LONDON (Reuters) - Britain may be heading for a no-deal Brexit in three months, but among traders in London the feeling so far is one of deja vu rather than a panicky rush to dump UK assets.
After Britain threatened to ditch parts of its European Union divorce deal this month, markets are pricing in a 40%-45% chance of exiting the EU trading bloc without any alternative arrangements at the end of 2020. Some banks see it higher.
Yet as the four-year political crisis between London and Brussels enters what may be its final stretch, investors and companies are not stampeding as heavily to sell sterling or hedge against volatility as they did when no-deal Brexit risks intensified in the past.
“Brexit fatigue is definitely there. Coronavirus has overwhelmed Brexit. Participation levels are still relatively light and it’s generally opportunistic,” said Ian Tew, a sterling trader at Barclays in London.

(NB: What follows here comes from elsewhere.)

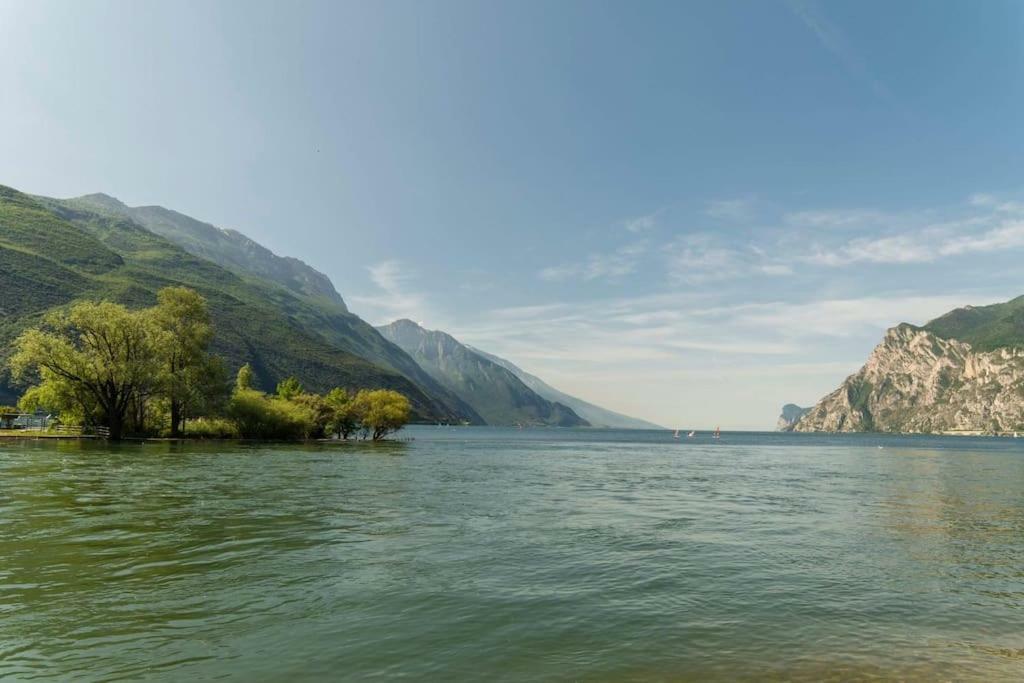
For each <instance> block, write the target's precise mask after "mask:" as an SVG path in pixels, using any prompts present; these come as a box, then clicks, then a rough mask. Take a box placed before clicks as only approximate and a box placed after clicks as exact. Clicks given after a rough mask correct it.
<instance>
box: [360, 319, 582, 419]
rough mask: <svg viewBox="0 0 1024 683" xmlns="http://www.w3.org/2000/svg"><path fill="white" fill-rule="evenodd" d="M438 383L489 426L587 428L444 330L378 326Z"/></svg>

Cash sterling weekly turnover rose 35% in the third week of September from late August, Refinitiv data shows -- but is below most weeks in September and October in 2019 and 2018, when worries about a no-deal Brexit intensified before deadlines to reach earlier agreements with the EU.
True, sterling has fallen 5.8% this month from $1.3481 GBP=D3 on Sept. 1 to $1.27, reversing August's gains. But analysts say that move has been exaggerated by a general bout of risk aversion favouring the dollar rather than just Brexit fears.
The pound is well above last September’s low of $1.1959.
Against the euro, sterling's drop has been more measured, with the euro rising 2.8% to 91.50 pence EURGBP=D3 this month.
Derivatives are pricing in more choppiness ahead, with implied volatility jumping to the highest level since the coronavirus panic of March and April GBP1MO=GBP3MO=. But it remains 15%-25% below late 2018 and 2019 highs.
That rise must be seen also in the context of higher market-wide volatility in 2020 .DBCVIX.
(GRAPHIC - Three-month sterling/dollar implied volatility: )
LESS GROUP THINK
Richard Benson, head of portfolio investments at currency asset manager Millennium Global Investments, is short sterling and thinks trading activity is being dampened by more investors and traders working from home.
“There’s slightly less group think. Less of the group endorsement of ‘Oh, we are all doing this, this is the trade’,” he said, adding that at a recent virtual industry roundtable the numbers of people short sterling were balanced by those long.
Another explanation, traders say, is that COVID-19 is overshadowing Brexit in the minds of investors and company executives.
For instance, exporters who would usually adjust currency hedges after a pound slump have seen those strategies upended by collapsing revenues. Coronavirus uncertainty could even force a change to the Dec. 31 deadline.
“The market has become very jaded with the political process,” said Simon Manwaring, head of currencies trading at NatWest Markets, and “is looking for something more definitive” before clients hedge or take speculative positions.
Aaron Hurd, senior currency portfolio manager at State Street Global Advisors, believes the two sides will reach a Brexit deal and wants to buy more pounds. But he is holding off as everyone tries to discern “how much of the political noise and the headline noise is posturing...And how much of it is real disagreement behind the scenes.”
Still, while activity levels suggest there is not the panic of previous years, nerves are beginning to jangle.
Demand for put options - the right to sell sterling - has increased significantly, with three-month risk reversals GBP3MRR= at similar levels to late 2018 when London and Brussels struggled to clinch their withdrawal agreement.
That suggests investors are increasingly worried about further drops in the British currency.
For traders wanting protection from a falling pound, a price move probability of 11% is now priced into option contracts with a November and December expiry, up from 9.4% in early September, according to CME data.
The question is whether such nervousness translates into more aggressive selling.
“Brexit was front and centre of everything in the past. Now it’s not,” said Barclays’ Tew, although it remained a “differentiating factor” that would keep the pound vulnerable.